# In short
Skymap is a standalone database that offers: 
1. **a single data matrix** for each omic layer for each species that [spans >200k sequencing runs from all the public studies](https://www.ncbi.nlm.nih.gov/sra), which is done by reprocessing **petabytes** worth of sequencing data. Here is how much published data are out there: 
![alt text](./Figures/sra_data_availability.png "Logo Title Text 1")

2. **a biological metadata file** that describe the relationships between the sequencing runs and also the keywords extracted from over **3 million** freetext annotations using NLP. 
3. **a techinical metadata file** that describe the relationships between the sequencing runs. 

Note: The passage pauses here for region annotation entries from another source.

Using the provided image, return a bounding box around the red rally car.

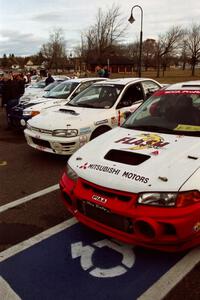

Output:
[60,81,200,251]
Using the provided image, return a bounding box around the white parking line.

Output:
[0,184,59,213]
[0,218,200,300]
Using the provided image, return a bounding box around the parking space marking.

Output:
[0,218,200,300]
[0,160,7,167]
[138,247,200,300]
[0,218,78,263]
[0,276,21,300]
[0,184,59,213]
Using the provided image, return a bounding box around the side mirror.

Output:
[124,111,131,120]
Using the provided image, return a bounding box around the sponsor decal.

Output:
[80,127,91,134]
[92,195,108,203]
[174,124,200,131]
[122,171,149,183]
[79,163,149,183]
[151,150,159,156]
[111,117,117,125]
[115,133,169,150]
[94,119,108,125]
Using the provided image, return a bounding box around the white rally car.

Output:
[60,81,200,251]
[24,78,161,155]
[10,77,102,129]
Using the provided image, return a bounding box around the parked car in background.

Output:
[19,76,70,104]
[60,81,200,251]
[11,77,105,129]
[24,78,161,155]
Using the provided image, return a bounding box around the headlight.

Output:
[66,164,78,181]
[23,110,40,117]
[52,129,78,137]
[19,97,31,103]
[26,122,32,130]
[137,190,200,207]
[137,193,177,207]
[23,110,32,117]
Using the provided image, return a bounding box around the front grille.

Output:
[77,200,133,233]
[29,126,52,134]
[83,182,132,202]
[32,137,51,148]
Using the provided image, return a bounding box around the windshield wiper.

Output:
[78,103,94,108]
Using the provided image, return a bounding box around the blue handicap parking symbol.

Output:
[0,224,183,300]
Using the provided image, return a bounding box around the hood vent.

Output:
[104,149,151,166]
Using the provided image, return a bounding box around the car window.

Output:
[141,80,160,99]
[44,81,78,99]
[30,80,46,88]
[68,84,124,109]
[124,90,200,136]
[117,83,144,108]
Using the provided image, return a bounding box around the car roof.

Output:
[165,80,200,91]
[61,77,106,83]
[92,77,161,86]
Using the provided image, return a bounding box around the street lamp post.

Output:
[128,5,143,77]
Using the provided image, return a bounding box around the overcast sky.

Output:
[0,0,200,57]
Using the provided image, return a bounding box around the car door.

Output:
[116,82,145,125]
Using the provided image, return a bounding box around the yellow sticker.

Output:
[174,124,200,131]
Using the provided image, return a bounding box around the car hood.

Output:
[29,105,111,130]
[69,127,200,192]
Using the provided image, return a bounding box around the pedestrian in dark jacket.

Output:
[45,73,54,86]
[2,75,23,127]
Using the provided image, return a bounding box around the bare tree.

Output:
[41,28,66,72]
[142,39,156,71]
[156,26,184,77]
[185,24,200,76]
[82,5,127,65]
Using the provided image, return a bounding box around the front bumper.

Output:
[60,173,200,252]
[24,129,81,155]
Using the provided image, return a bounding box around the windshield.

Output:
[44,81,79,99]
[44,81,58,92]
[122,91,200,136]
[67,84,124,108]
[29,80,45,89]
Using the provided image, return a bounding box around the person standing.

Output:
[45,72,54,86]
[2,74,23,128]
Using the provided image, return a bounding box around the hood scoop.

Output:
[59,108,79,116]
[104,149,151,166]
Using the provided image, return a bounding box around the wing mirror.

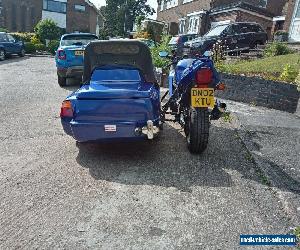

**Where they can all fit into your personal computer.**

** If you intend to run the examples, please first download the data from here:** https://www.synapse.org/skymap (take < 3 minutes to set up the account). 

Table of Contents
=================

* [In long](#in-long)
  * [Motivation: Pooling processed data from multiple studies is time\-consuming:](#motivation-pooling-processed-data-from-multiple-studies-is-time-consuming)
  * [Solution: An automated pipeline to generate a single data matrix that does simple counting for each specie and omic layer](#solution-an-automated-pipeline-to-generate-a-single-data-matrix-that-does-simple-counting-for-each-specie-and-omic-layer)
  * [Why Skymap while there are so many groups out there also trying to unify the public data](#why-skymap-while-there-are-so-many-groups-out-there-also-trying-to-unify-the-public-data)
  * [Why Skymap offer a local copy instead of a web api](#why-skymap-offer-a-local-copy-instead-of-a-web-api)
  * [Data format and coding style](#data-format-and-coding-style)
* [Data slicing example](#data-slicing-example)
    * [Accessing allelic read count dataframe](#accessing-allelic-read-count-dataframe)
    * [Accessing RNAseq dataframe](#accessing-rnaseq-dataframe)
    * [Accesing biological metadata dataframe](#accesing-biological-metadata-dataframe)
    * [Accessing technical metadata dataframe](#accessing-technical-metadata-dataframe)
* [More examples on using simple code to analyze big data](#more-examples-on-using-simple-code-to-analyze-big-data)
  * [High resolution mouse developmental hierachy map](#high-resolution-mouse-developmental-hierachy-map)
  * [Locating  SNP and correlating with different data layers](#locating--snp-and-correlating-with-different-data-layers)
  * [Simple RNAseq data slicing and hypothesis testing](#simple-rnaseq-data-slicing-and-hypothesis-testing)
  * [Acknowledgement](#acknowledgement)




# In long
## Motivation: Pooling processed data from multiple studies is time-consuming: 
When I first started in bioinformatic couple years ago, I spent much of my time doing two things: 1.) cleaning omic data matrices, e.g. mapping between gene IDs (hgnc, enseml, ucsc, etc.) for processed data matrices, trying all sort of different bioinformatics pipelines that yield basically the same results, investigating what is the exact unit being counted over when pulling pre-processed data from public database, etc.  2.) cleaning metadata annotation, which usually involves extracting and aliasing the labels to the exact same categories. 


This question came to my mind: Can we merge and reduce the petabytes worth of raw reads into a single table that: 1.) captures the commonly used information which can 2.) also fit in your hard drive (<500Gb)? 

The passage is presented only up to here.